How to implement Amazon S3 storage?

1,852 views
Skip to first unread message

Cahir King

unread,
Nov 9, 2015, 10:20:00 AM11/9/15
to dcm4che
Hello,
  We have implemented dcm4chee on an Amazon EC2 instance.  We would like to now archive images older than one month to an Amazon S3 instance.

I have reviewed the documentation here:
Using Amazon S3 for NEARLINE storage - dcm4chee-2.x - Confluence

However, we are not too clear on how exactly to build dcm4chee from SVN. Can anyone please provide step-by-step
instructions? Is there any way to simply add an "S3 module" to an existing dcm4chee archive?

Or has anyone got a better way of setting up nearline storage to archive to S3 or Amazon glacier?

Thank you.

Rob McLear

unread,
Nov 10, 2015, 9:46:35 AM11/10/15
to dcm4che
I have been using S3FS for years, it has been very stable for me. It just mounts your S3 bucket as a file system and you can create a nearline storage location with the mount point as your target. 

-Rob

Scott McCrimmon

unread,
Nov 11, 2015, 12:08:46 PM11/11/15
to dcm4che

You can definitely get nearline archiving working on an existing DCM4CHEE archive, but it’s a bit of a challenge. Here’s a digest of my notes:


1. There is no binary available, so you need to check out the source and build it yourself. The URL is: https://svn.code.sf.net/p/dcm4che/svn/dcm4chee/sandbox/dcm4chee-hsm-cloud/

2. To get the source and some of the dependencies, install a SVN client like Tortoise SVN for Windows.

3. Use the SVN client to check out the project from the above URL. If you use Tortoise, it’s just right click a folder in Windows Explorer, SVN checkout…, paste in the URL, and click OK.

4. There’s no build script and anyway you need to modify the source code (see below) so import this project into your IDE as a standard Java project.

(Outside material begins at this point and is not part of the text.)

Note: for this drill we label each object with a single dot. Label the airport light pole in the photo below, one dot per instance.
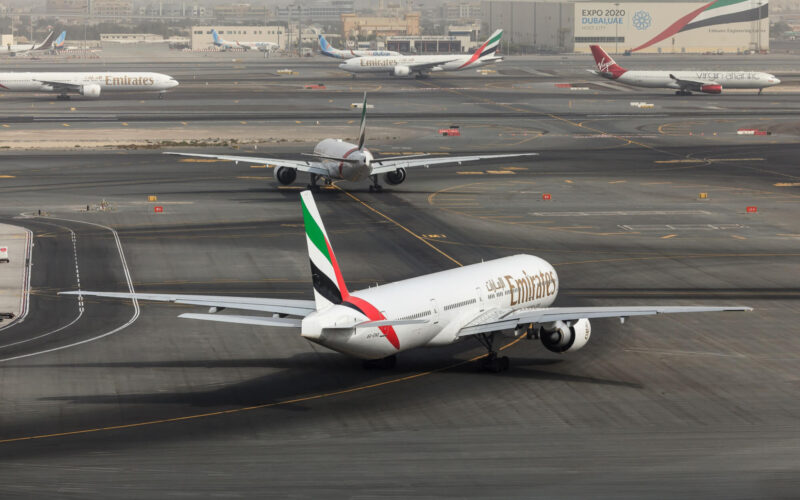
(616, 33)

5. The following dependencies are needed to build the project: aws-java-sdk-1.2.5.jar, commons-io-1.3.1.jar, dcm4che.jar, dcm4chee-ejb-client.jar, dcm4chee.jar, httpclient-4.2.3.jar, httpcore-4.2.jar, jboss-common.jar, jboss-j2ee.jar, jboss-jmx.jar, jboss-system.jar, log4j-1.2.16.jar. Many can be found in the lib of your DCM4CHEE installation. Add these to the Java project lib.

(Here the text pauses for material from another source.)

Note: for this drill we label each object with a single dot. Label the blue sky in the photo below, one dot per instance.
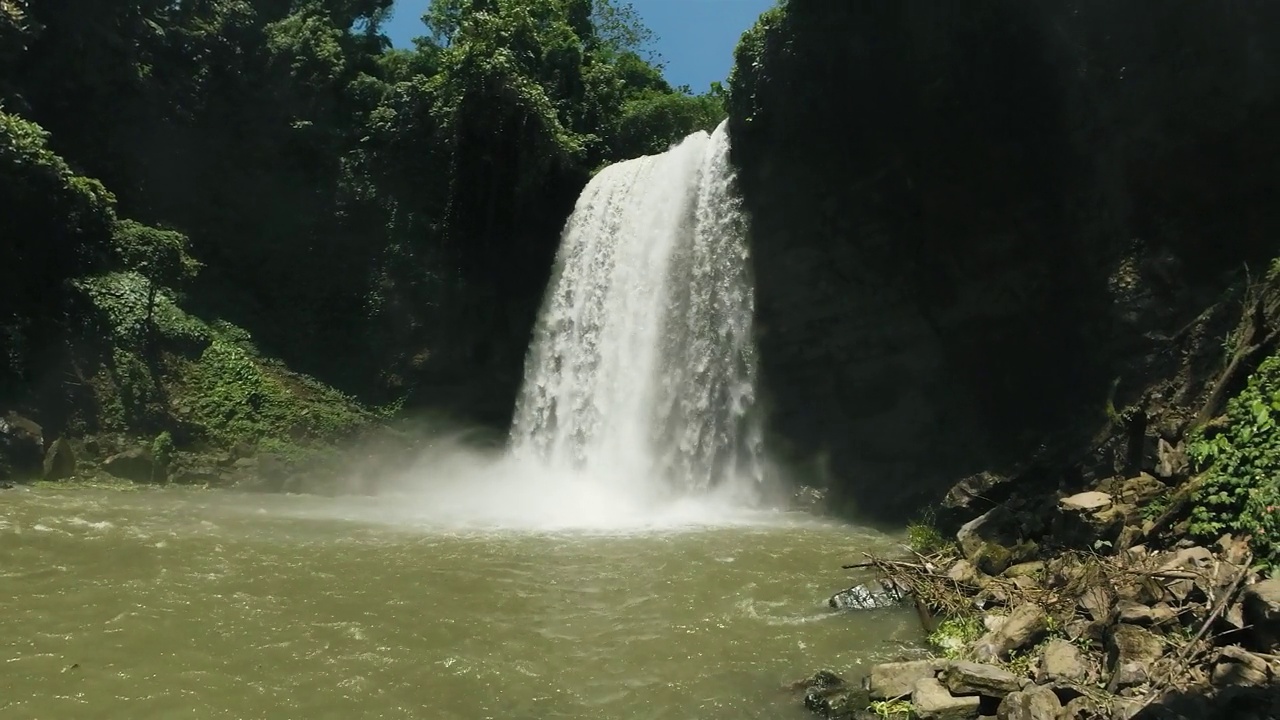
(695, 37)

6. Now you can build your binary but you need to fix an issue found by Jonathan Morra (https://groups.google.com/forum/#!topic/dcm4che/rXbDH4QlJM8), which is to add fetchHSMFileFinished(fsID, filePath, file) to the end of storeHSMFile method.

7. Also note carefully from that post that when you deploy the service as described in the instructions you will find that it registers itself as 

dcm4chee.archive:service=FileCopyHSMModule,type=CLOUD

-NOT-

dcm4chee.archive:service=FileCopyHSMModule,type=S3

Anywhere in the instructions that you are told to enter type=S3, change this to type=CLOUD

8. Now you can finish following the installation instructions.

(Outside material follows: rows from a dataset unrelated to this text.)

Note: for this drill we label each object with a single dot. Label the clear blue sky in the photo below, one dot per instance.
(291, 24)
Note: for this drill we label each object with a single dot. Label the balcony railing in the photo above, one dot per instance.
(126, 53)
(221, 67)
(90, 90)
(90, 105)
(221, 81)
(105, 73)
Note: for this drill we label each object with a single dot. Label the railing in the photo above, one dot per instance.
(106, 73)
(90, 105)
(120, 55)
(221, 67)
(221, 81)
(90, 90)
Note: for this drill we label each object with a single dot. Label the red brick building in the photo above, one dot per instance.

9. Depending on your deployment, to avoid filling the system drive and crashing your server, you may want to change the following directory locations in the TarRetriever service:

CacheRoot and CacheJournalRootDirectory: set these to some non-system mount point.

And for similar reasons in FileCopyHSMModule service, type = CLOUD, change the following:

OutgoingDirectory and IncomingDirectory to a non-system mount point.

10. Some of the jar dependencies above are needed at runtime and therefore need to be copied to the DCM4CHEE deployment lib  to make the HSM cloud module work, so add the following to /dcm4chee-root/server/default/lib: aws-java-sdk-1.2.5.jar, httpclient-4.2.3.jar, httpcore-4.2.jar

11. Once you’ve set this up, keep in mind that if a study is in online storage and nearline storage, then the web interface will only report online availability. You can verify in the files DB table that the study is stored in both locations. To manually move files to S3 as a test, do the following:

a. Log in to the JMX console and bring up the FileCopy service

b. Use the copyFilesOfStudy() to specify a study by UID to copy to S3

c. Verify with the AWS system admin that the files made it to the AWS S3 bucket

d. Run a query on the PACS DB to verify that each file of the study now has a record assigned to the new file system and has the keyword 'tar' in the file path

e. Bring up the FileSystemMgt (ONLINE_STORAGE group) and use the scheduleStudyForDeletion() method to schedule the study for deletion from the online group.

f. Upon logging in to the web admin interface, you should now see that the availability of the test study is NEARLINE rather than ONLINE.


That's it. You should now have the ability to schedule studies for copy to S3 and delete from online storage.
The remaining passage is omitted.